The search for the law underlying all phenomena is a preeminent characteristic of modern thought. The spirit of inquiry has found no resting place in matter or material energy; so it pushes its quest into the realm of the divine. What are the laws of Life? How may spiritual law be utilized by the human being? The nature of prayer as a means of approaching Spirit has remained to many an unsolved mystery. Reason has found it impossible to reconcile the belief that prayer can change a man's destiny with the other belief that man lives under general laws that are unalterable. The instinct of prayer has, therefore, commonly expended itself in emotion, instead of intelligently utilizing spiritual law. Yet the law which underlies true prayer and determines its office in the spiritual economy of being, has its exposition in the teaching of the Bible for those who will understand.
Every man prays, whether he is willing to admit it or not. Every one, that is to say, is impelled by desire in the direction of that which he conceives to be ultimate power. Each human heart deifies within "the chambers of his imagery" what seems to it the essence of satisfaction; and as surely "as in water face answereth to face," so the individual reflects what he worships.

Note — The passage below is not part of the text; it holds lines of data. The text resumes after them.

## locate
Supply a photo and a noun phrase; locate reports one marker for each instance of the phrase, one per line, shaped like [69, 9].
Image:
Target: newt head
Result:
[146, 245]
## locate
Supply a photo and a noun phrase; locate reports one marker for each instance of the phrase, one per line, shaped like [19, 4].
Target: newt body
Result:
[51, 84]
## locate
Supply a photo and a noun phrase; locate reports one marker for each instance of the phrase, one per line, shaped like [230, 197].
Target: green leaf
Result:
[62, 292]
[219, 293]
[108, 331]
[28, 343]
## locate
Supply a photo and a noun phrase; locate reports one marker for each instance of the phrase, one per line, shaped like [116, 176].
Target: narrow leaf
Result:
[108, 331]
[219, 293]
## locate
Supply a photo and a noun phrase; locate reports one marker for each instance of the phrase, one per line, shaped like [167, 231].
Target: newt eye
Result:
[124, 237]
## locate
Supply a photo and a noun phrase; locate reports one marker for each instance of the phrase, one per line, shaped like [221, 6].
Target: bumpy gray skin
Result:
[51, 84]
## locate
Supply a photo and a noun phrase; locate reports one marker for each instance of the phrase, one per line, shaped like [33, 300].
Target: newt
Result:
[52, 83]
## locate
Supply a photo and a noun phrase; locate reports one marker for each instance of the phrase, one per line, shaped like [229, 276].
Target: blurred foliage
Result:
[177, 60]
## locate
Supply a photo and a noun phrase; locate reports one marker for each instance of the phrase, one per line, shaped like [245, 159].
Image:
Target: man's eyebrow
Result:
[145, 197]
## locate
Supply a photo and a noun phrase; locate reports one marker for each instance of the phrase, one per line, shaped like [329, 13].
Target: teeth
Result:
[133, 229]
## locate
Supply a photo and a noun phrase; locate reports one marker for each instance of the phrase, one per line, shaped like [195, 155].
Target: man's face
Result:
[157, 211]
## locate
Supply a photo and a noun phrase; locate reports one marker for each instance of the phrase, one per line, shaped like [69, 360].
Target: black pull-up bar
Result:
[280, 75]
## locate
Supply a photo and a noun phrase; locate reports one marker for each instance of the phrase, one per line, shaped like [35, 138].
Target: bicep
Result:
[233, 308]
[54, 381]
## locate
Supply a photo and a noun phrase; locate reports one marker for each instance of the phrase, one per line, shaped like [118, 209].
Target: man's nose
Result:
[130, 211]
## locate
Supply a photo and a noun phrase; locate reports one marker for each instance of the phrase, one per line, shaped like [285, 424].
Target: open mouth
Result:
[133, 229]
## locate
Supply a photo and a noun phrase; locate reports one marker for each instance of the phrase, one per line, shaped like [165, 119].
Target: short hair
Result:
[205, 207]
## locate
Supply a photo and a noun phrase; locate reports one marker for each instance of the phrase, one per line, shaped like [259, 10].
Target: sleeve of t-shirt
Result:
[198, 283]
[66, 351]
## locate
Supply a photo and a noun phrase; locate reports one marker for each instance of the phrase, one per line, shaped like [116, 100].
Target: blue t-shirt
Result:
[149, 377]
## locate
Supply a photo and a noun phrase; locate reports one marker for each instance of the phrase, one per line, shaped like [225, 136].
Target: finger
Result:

The materialist declares that there is nothing but matter and its inherent forces. His unbelief in Spirit leads him with logical sensuous abandon to say, "Let us eat and drink; for to morrow we die." The idealist assumes that all is mind and that matter is therefore unreal, and he fashions his moral code to this basis. The religionist conceives of God as an omnipotent Being, who knows or permits a secondary evil power unlike Himself. He believes that both Spirit and matter are real, and he forthwith entangles himself in the absurdity of making an infinitely good God responsible for the unspeakable evils of the material world; or else he is compelled to admit that evil is a power in and of itself and coequal with God. His prayers are for the greater part unavailing because his faith is so encumbered with the belief that God's laws may be set aside in response to man's desire or according to the caprice of an interposing Providence.